The Society knows only too well what sedevacantists don't take into account, that the true hierarchy is constituted of those who have received a legitimate canonical mission from the Pope. This doctrine of the faith is why the Society says there are still some in the mainstream or Conciliar Church who haven't totally lost the faith yet and why 55 year sedevacantism is monumentally improbable at best when this is taken into account. Yes, we all know jurisdiction is supplied for certain acts to those who do not have it habitually when there is a state of necessity.

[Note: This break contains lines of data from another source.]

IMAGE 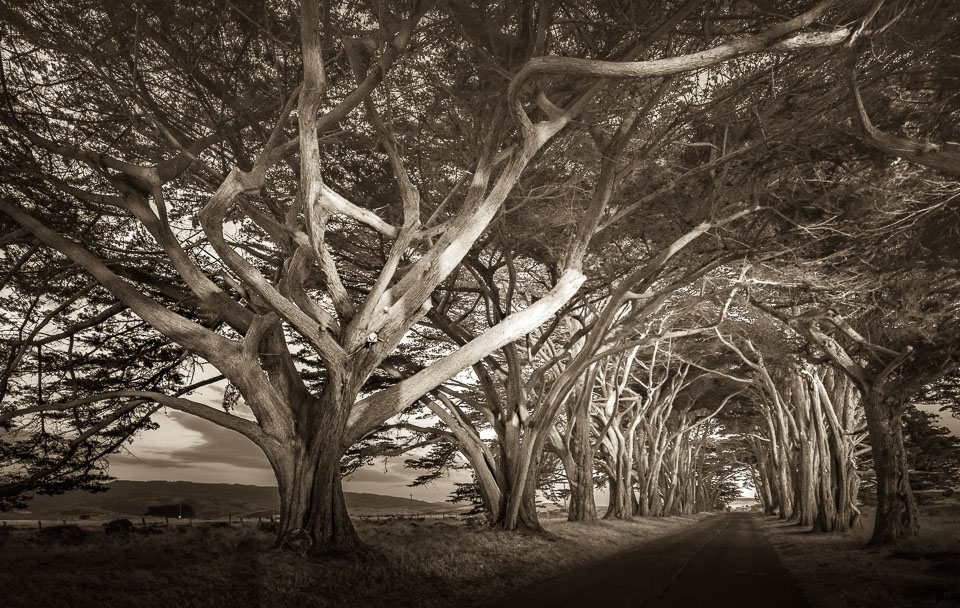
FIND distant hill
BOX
[0,481,455,519]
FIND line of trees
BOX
[0,0,960,552]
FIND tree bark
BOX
[270,436,360,555]
[567,396,598,524]
[864,391,920,545]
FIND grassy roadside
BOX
[0,515,704,608]
[761,502,960,608]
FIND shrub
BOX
[103,519,133,534]
[35,524,87,545]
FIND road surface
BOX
[488,513,808,608]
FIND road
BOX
[488,513,809,608]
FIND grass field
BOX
[0,516,703,608]
[762,502,960,608]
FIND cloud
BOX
[109,406,470,501]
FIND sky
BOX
[109,387,470,502]
[109,386,960,503]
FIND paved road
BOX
[489,513,808,608]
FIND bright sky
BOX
[110,386,960,503]
[109,387,470,502]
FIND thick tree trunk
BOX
[567,420,597,524]
[271,438,360,555]
[492,428,543,532]
[864,392,920,545]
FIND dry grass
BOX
[762,503,960,608]
[0,517,699,608]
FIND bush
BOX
[36,524,87,545]
[143,503,197,519]
[103,519,133,534]
[257,521,277,534]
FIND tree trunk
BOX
[567,412,597,524]
[492,428,543,532]
[864,391,920,545]
[271,437,360,555]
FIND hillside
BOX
[0,481,455,519]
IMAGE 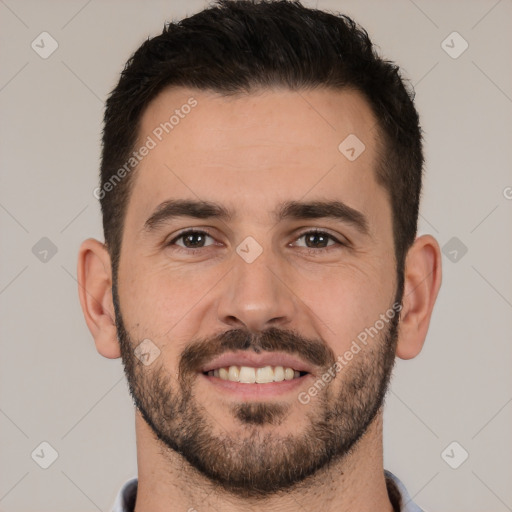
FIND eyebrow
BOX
[144,199,369,235]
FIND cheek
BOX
[295,264,395,355]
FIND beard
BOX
[113,280,402,499]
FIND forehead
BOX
[128,88,385,231]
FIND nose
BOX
[217,242,298,332]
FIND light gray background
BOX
[0,0,512,512]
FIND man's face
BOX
[114,89,400,496]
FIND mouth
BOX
[203,365,308,384]
[200,352,314,400]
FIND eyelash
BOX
[165,229,348,256]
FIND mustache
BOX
[179,327,336,376]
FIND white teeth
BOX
[274,366,284,382]
[238,366,256,384]
[228,366,240,382]
[207,366,300,384]
[256,366,274,384]
[284,368,295,380]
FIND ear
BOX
[77,238,121,359]
[396,235,441,359]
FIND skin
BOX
[78,88,441,512]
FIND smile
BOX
[204,365,308,384]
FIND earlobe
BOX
[77,238,121,359]
[396,235,441,359]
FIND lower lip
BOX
[200,373,311,400]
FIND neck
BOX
[131,410,393,512]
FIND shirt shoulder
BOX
[384,469,423,512]
[112,477,139,512]
[112,469,423,512]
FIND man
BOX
[78,0,441,512]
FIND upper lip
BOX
[201,352,313,373]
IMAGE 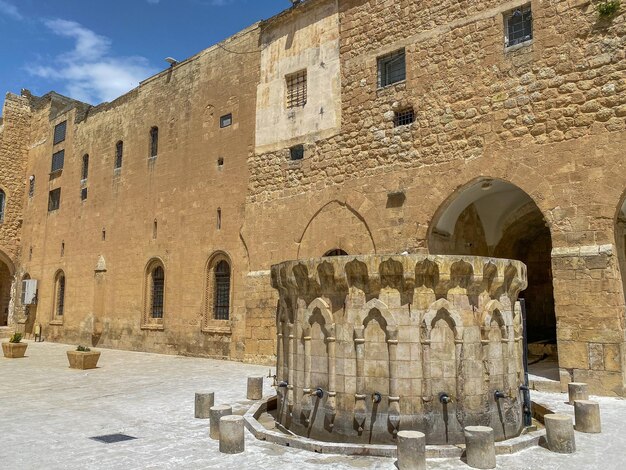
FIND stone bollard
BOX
[574,400,602,433]
[209,405,233,440]
[398,431,426,470]
[220,415,246,454]
[247,376,263,400]
[543,413,576,454]
[195,392,215,419]
[567,382,589,405]
[463,426,496,468]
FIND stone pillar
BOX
[398,431,426,470]
[195,392,215,419]
[544,414,576,454]
[246,376,263,400]
[574,400,602,433]
[209,405,233,440]
[220,415,246,454]
[567,382,589,405]
[463,426,496,469]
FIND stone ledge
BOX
[243,395,545,459]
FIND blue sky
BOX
[0,0,290,104]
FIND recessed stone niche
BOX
[272,255,527,444]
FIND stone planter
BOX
[67,351,100,370]
[2,343,28,359]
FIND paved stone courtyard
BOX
[0,342,626,470]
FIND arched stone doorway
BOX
[428,178,558,370]
[0,250,14,327]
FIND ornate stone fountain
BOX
[272,255,526,444]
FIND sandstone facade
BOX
[0,0,626,395]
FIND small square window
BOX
[289,145,304,160]
[220,114,233,128]
[52,121,67,145]
[378,49,406,88]
[504,5,533,47]
[285,70,307,108]
[393,108,415,127]
[50,150,65,173]
[48,188,61,212]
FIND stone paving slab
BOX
[0,342,626,470]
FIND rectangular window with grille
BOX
[52,121,67,145]
[50,150,65,173]
[393,108,415,127]
[285,70,307,108]
[220,114,233,128]
[378,49,406,88]
[505,5,533,47]
[48,188,61,212]
[57,276,65,317]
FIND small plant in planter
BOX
[67,346,100,370]
[597,0,621,18]
[2,331,28,359]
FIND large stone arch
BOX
[427,177,557,368]
[297,200,376,258]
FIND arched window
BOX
[203,252,232,331]
[150,266,165,318]
[143,259,165,329]
[115,140,124,170]
[54,271,65,317]
[150,126,159,158]
[80,154,89,181]
[0,189,6,224]
[324,248,348,256]
[213,260,230,320]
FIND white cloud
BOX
[28,19,156,103]
[0,0,24,20]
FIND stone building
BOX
[0,0,626,395]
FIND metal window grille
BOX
[52,121,67,145]
[393,108,415,127]
[57,274,65,317]
[506,5,533,47]
[115,140,124,170]
[285,70,307,108]
[378,49,406,87]
[150,266,165,318]
[48,188,61,212]
[220,114,233,127]
[0,189,6,223]
[50,150,65,173]
[289,145,304,160]
[150,127,159,157]
[81,154,89,180]
[214,260,230,320]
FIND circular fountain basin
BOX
[272,255,527,444]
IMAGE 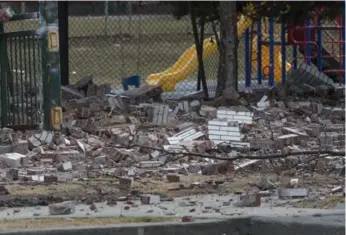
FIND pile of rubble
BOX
[0,78,345,212]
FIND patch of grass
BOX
[6,183,85,196]
[290,196,345,209]
[0,217,178,231]
[5,15,338,88]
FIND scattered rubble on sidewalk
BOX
[0,77,345,209]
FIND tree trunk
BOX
[189,2,209,98]
[216,1,238,97]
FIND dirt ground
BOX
[0,173,345,208]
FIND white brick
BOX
[208,125,219,131]
[172,127,196,139]
[208,119,228,126]
[213,140,250,148]
[184,131,204,140]
[227,110,237,115]
[219,126,239,131]
[209,135,221,140]
[208,131,240,136]
[208,130,227,135]
[216,110,227,115]
[221,136,240,141]
[230,142,250,148]
[233,115,252,120]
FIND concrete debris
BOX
[48,201,76,215]
[234,194,261,207]
[0,80,345,208]
[278,188,308,199]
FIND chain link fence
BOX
[5,1,344,96]
[5,2,251,98]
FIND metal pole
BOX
[244,29,251,87]
[127,1,132,34]
[105,1,109,36]
[257,21,262,84]
[20,2,26,14]
[341,13,346,84]
[317,17,323,72]
[39,0,62,130]
[305,19,312,65]
[269,18,274,87]
[281,22,286,84]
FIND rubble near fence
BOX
[0,78,345,210]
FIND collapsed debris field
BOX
[0,78,345,214]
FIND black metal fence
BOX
[5,1,251,96]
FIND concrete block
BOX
[276,134,300,148]
[58,162,72,172]
[28,136,42,150]
[119,177,133,188]
[0,144,14,154]
[199,105,217,118]
[48,201,76,215]
[6,168,19,180]
[35,131,54,144]
[166,174,180,183]
[26,168,45,175]
[139,161,163,168]
[94,155,107,165]
[236,194,261,207]
[189,100,201,111]
[141,195,161,205]
[278,188,308,199]
[0,153,26,168]
[13,139,29,154]
[319,132,345,145]
[44,175,58,184]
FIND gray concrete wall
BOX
[0,215,345,235]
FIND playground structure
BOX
[146,12,345,92]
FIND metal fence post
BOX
[269,17,274,87]
[317,17,323,72]
[0,22,8,126]
[341,13,346,84]
[105,1,109,36]
[244,29,251,87]
[39,0,62,130]
[281,21,286,84]
[257,21,262,84]
[305,19,311,65]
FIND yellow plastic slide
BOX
[251,34,291,83]
[146,16,291,92]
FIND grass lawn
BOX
[5,15,338,88]
[0,217,177,231]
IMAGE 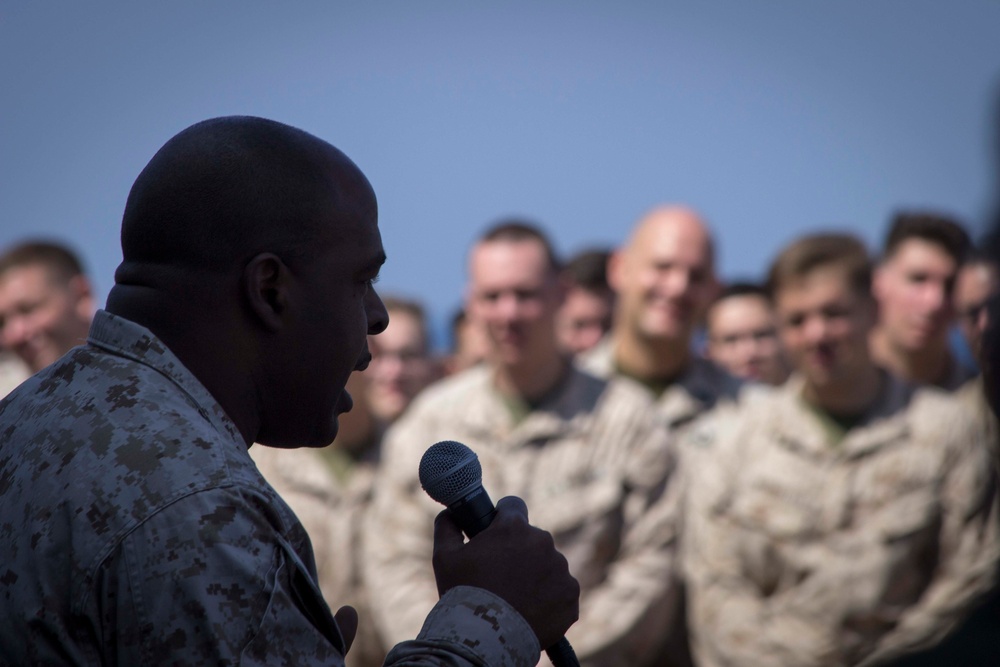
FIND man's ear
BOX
[243,252,292,331]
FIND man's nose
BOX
[365,288,389,336]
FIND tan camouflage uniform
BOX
[250,445,387,667]
[0,311,539,667]
[581,338,744,437]
[683,377,1000,667]
[365,366,679,666]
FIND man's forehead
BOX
[887,237,957,270]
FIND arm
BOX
[567,421,680,667]
[864,408,1000,664]
[680,417,838,667]
[362,406,450,645]
[98,489,556,667]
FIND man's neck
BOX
[871,330,954,385]
[802,364,885,418]
[611,327,691,382]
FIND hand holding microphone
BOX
[420,441,580,667]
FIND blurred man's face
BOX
[609,218,717,342]
[467,240,562,368]
[707,294,788,385]
[557,287,614,354]
[0,264,94,373]
[365,309,435,422]
[774,265,875,390]
[872,238,958,352]
[954,263,1000,366]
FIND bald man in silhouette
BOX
[0,117,579,665]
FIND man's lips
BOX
[354,352,372,371]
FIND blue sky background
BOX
[0,0,1000,350]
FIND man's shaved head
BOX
[608,206,717,345]
[115,116,376,284]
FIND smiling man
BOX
[0,117,579,666]
[871,213,973,390]
[684,235,1000,667]
[0,241,94,380]
[365,220,677,667]
[582,206,741,446]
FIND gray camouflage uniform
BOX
[0,311,539,665]
[683,377,1000,667]
[365,365,679,666]
[250,444,386,667]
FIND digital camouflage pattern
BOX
[0,311,539,666]
[365,365,679,667]
[683,376,1000,667]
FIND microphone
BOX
[419,440,580,667]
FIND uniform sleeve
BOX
[98,489,540,667]
[864,413,1000,664]
[98,488,343,666]
[682,419,837,667]
[362,412,441,646]
[385,586,541,667]
[567,418,680,667]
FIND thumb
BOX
[434,509,465,553]
[333,607,358,653]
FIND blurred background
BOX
[0,0,1000,345]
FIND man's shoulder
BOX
[0,347,260,560]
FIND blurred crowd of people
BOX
[0,201,1000,667]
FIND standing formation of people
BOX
[0,118,1000,667]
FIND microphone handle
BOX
[448,485,580,667]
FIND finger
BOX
[497,496,528,523]
[434,510,465,551]
[333,606,358,653]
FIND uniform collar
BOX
[769,372,914,458]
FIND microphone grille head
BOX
[419,440,483,505]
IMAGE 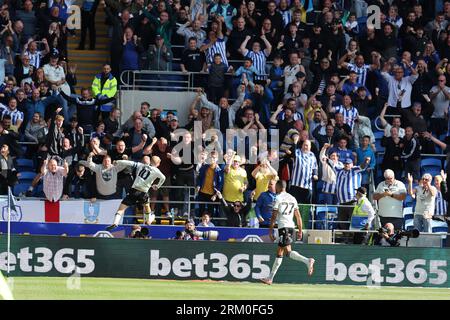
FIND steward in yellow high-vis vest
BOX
[352,187,375,230]
[92,65,117,98]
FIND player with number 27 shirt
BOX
[106,156,166,231]
[261,180,315,285]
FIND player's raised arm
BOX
[269,209,278,241]
[115,160,137,169]
[155,169,166,189]
[294,208,303,240]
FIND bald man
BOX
[106,156,166,231]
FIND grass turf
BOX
[3,277,450,300]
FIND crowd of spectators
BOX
[0,0,450,228]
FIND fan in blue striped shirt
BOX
[329,95,359,131]
[289,140,318,203]
[0,97,24,129]
[239,35,272,80]
[200,23,228,66]
[336,157,370,230]
[434,174,447,216]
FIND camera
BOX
[175,230,219,241]
[130,227,149,239]
[378,227,420,247]
[192,230,219,240]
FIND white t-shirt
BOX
[273,192,298,229]
[375,180,406,218]
[117,160,166,192]
[415,186,437,218]
[384,123,405,138]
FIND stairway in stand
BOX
[67,4,110,94]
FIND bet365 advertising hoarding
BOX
[0,235,450,287]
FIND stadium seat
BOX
[13,182,30,197]
[431,220,448,235]
[420,158,442,168]
[314,206,337,230]
[16,158,34,172]
[403,207,414,221]
[405,219,414,231]
[403,194,415,212]
[375,139,384,151]
[19,171,36,182]
[350,216,367,230]
[373,131,384,140]
[420,158,442,177]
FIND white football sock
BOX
[289,251,309,265]
[113,213,122,226]
[269,257,283,280]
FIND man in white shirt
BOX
[43,49,71,122]
[373,169,406,229]
[41,159,69,202]
[381,64,419,109]
[408,173,437,232]
[261,180,315,285]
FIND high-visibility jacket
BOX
[92,73,117,98]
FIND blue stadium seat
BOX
[16,158,34,172]
[13,182,31,197]
[373,131,384,140]
[19,171,36,182]
[405,219,414,231]
[404,194,415,208]
[420,158,442,168]
[420,158,442,177]
[375,139,384,152]
[350,216,367,230]
[403,207,414,221]
[314,206,337,230]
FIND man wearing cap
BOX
[223,155,248,203]
[283,52,306,94]
[335,158,370,230]
[373,169,406,229]
[43,48,72,122]
[352,187,375,230]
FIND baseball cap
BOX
[50,48,59,59]
[355,187,367,195]
[344,158,353,164]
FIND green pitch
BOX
[4,277,450,300]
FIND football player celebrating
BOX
[261,180,315,285]
[106,156,166,231]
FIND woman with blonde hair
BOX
[252,159,278,201]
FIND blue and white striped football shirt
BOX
[335,105,359,131]
[434,191,447,216]
[246,50,267,80]
[322,160,344,194]
[336,167,365,203]
[347,63,370,86]
[291,149,317,190]
[0,104,23,126]
[204,38,228,66]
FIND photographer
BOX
[175,219,219,241]
[129,224,152,239]
[407,173,437,232]
[374,223,399,247]
[175,219,201,240]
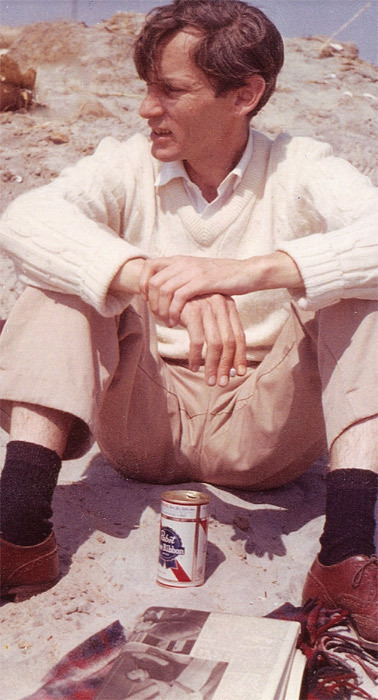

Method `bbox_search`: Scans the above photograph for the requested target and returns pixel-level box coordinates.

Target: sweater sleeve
[0,138,146,316]
[277,140,378,310]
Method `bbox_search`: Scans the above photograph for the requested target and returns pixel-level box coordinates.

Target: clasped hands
[139,256,250,386]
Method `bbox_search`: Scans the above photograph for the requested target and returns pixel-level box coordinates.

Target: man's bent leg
[10,403,73,459]
[1,289,124,595]
[303,300,378,649]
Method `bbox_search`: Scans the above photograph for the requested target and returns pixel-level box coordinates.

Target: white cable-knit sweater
[1,131,378,360]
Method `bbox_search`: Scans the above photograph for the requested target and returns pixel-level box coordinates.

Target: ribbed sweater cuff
[80,238,147,316]
[277,234,344,310]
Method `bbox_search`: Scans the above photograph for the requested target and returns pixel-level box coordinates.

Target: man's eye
[163,85,182,95]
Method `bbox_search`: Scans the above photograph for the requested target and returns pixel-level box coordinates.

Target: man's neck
[184,131,249,202]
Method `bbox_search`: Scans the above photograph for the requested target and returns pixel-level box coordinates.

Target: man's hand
[180,294,247,386]
[139,252,303,326]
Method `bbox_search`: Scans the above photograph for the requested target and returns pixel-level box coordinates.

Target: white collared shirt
[155,129,253,219]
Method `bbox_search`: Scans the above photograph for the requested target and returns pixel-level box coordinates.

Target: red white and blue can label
[157,490,210,588]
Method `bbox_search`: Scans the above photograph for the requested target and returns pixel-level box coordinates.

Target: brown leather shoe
[302,555,378,649]
[0,532,59,599]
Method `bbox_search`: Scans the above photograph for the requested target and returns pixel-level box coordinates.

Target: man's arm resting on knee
[141,251,304,326]
[111,256,248,386]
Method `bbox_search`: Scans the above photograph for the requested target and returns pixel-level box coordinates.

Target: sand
[0,13,378,700]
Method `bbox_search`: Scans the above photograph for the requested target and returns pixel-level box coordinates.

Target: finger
[186,307,205,372]
[201,303,223,386]
[210,296,236,386]
[228,299,247,376]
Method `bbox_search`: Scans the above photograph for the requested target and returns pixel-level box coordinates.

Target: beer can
[157,489,210,588]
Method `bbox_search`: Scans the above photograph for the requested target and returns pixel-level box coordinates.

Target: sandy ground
[0,13,378,700]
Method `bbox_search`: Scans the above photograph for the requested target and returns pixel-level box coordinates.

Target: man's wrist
[110,258,145,294]
[252,251,305,291]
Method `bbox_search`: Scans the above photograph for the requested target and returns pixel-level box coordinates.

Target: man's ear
[235,74,266,116]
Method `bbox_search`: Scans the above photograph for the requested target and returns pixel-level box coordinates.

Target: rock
[0,54,37,112]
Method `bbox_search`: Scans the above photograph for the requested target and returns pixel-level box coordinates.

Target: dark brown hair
[134,0,284,116]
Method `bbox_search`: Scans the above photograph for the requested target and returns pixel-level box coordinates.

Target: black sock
[0,440,62,546]
[319,469,378,566]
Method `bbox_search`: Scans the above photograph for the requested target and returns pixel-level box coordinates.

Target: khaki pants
[0,288,378,489]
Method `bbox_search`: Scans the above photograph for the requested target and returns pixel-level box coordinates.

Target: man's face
[139,31,240,170]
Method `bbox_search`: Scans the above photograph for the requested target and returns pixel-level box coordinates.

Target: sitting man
[1,0,378,648]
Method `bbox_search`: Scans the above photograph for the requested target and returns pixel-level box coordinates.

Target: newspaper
[96,607,305,700]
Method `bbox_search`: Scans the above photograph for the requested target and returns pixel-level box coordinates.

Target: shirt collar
[155,129,253,191]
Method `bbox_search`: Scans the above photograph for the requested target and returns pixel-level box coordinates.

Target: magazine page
[96,642,230,700]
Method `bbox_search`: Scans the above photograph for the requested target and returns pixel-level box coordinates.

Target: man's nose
[139,90,164,119]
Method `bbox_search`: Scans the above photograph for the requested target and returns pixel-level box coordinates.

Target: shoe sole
[303,572,378,651]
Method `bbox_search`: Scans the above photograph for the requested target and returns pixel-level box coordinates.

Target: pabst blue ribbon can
[157,490,210,588]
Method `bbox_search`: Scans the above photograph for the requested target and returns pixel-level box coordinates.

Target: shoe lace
[352,554,378,588]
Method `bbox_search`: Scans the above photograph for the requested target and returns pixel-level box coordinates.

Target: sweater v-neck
[160,131,272,248]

But that is entirely beside the point. Ordinary jurisdiction is necessary for Apostolicity of mission, (and receiving jurisdiction supplied for individual acts is not the same as having ordinary jurisdiction no matter how many times it is supplied) it is the formal component of the same, that power comes from the Supreme Pontiff to the bishops, and while it is possible for the number of the hierarchy that have kept the faith to be greatly diminished (as the Society maintains), the whole Church cannot be deprived of that power, otherwise the Catholic Church has ceased to be Apostolic, which is impossible. Thoughtful sedevacantists should, before they misguidedly berate non-sedes out of their own misunderstanding, ask themselves the question, where is the hierarchy of the Church today, where are the Bishops appointed to offices in the Church by a Pope, having ordinary jurisdiction? They are in the mainstream Church.